Iklan - Geser ke atas untuk melanjutkan
Senin, 06 April 2026

P3HN Labuhanbatu Apresiasi Kinerja KPK Brantas Praktek Korupsi

- Senin, 06 Februari 2017 19:53 WIB
197 view
Labuhanbatu (SIB) -Sejak MK di dirikan tahun 2003 silam ada dua hakim konstitusi terlibat pelanggaran hukum, seperti Akil Mochtar dan Patrialis Akbar. Patrialis Akbar  ditangkap KPK pada Operasi Tangkap Tangan (OTT), Rabu (25/1) diduga menerima suap senilai 20.000 dollar AS dan 200.000 dollar AS dari pengusaha daging sapi impor Basuki Hariman, soal perkara  uji materi Undang-Undang  No.41 Tahun 2014 tentang Peternakan dan Kesehatan Hewan.

Hal itu dikatakan Ketua LSM P3HN (Pemantau Pembangunan dan Penyelamatan Harta Negara) Labuhanbatu Parlaungan Sipahutar didampingi Pemerhati Sosial Samuel Tommy Sinaga kemarin di Rantauprapat. Penangkapan Patrialis Akbar sangat didukung  rakyat  dan diapresiasi guna memberantas praktek korupsi.

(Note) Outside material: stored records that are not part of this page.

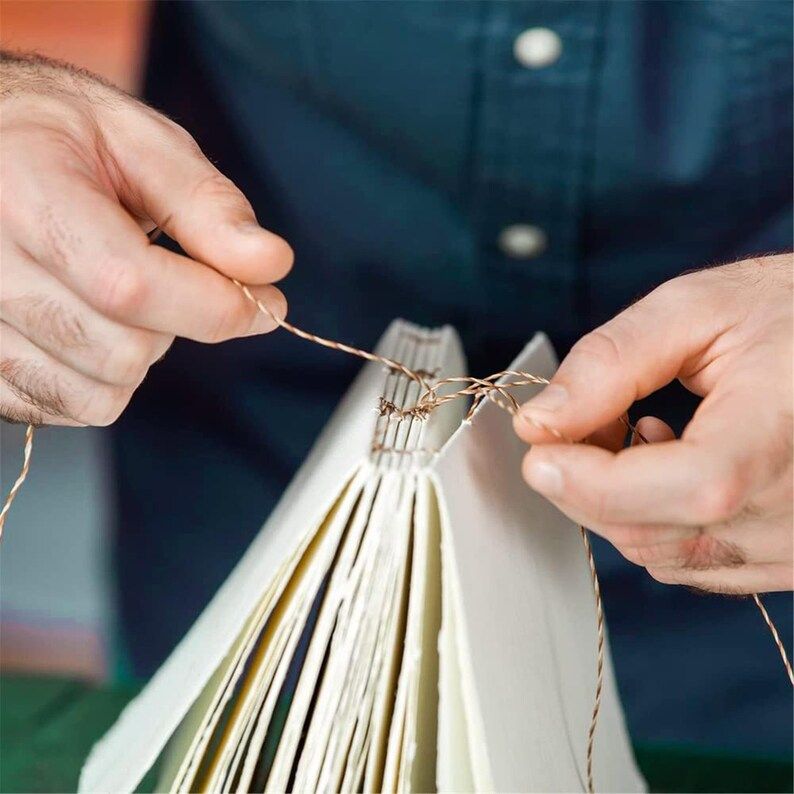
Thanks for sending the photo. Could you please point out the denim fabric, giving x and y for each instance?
(390, 143)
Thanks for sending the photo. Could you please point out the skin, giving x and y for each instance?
(87, 305)
(713, 509)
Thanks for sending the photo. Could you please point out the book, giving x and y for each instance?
(412, 617)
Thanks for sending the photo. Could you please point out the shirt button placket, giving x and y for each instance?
(535, 48)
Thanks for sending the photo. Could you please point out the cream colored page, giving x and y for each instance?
(119, 761)
(525, 617)
(270, 668)
(353, 729)
(310, 676)
(344, 670)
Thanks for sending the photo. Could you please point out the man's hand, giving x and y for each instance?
(714, 508)
(87, 304)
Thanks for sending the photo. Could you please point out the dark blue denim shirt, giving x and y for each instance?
(392, 143)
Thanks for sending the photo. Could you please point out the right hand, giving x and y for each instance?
(87, 304)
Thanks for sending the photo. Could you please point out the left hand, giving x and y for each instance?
(712, 509)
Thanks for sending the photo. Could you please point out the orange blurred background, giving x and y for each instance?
(105, 36)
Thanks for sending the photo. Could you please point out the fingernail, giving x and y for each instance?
(545, 478)
(553, 397)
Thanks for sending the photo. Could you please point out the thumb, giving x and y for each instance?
(167, 179)
(637, 352)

Sebenarnya untuk menegakkan hukum sebagai panglima di Indonesia tidaklah sulit,  kalau semua pihak mau saling mendukung. Kalau itu sudah terwujud, maka penegak hukum dalam menjalankan tugas dapat jujur berdasarkan keadilan. Seperti halnya para jaksa dan hakim serta pengacara maupun polisi termasuk penyidik KPK, jangan mau diatur karena pengaruh materi atau hal lain dalam menjalankan tugas mulia itu, ujar Tommy Sinaga.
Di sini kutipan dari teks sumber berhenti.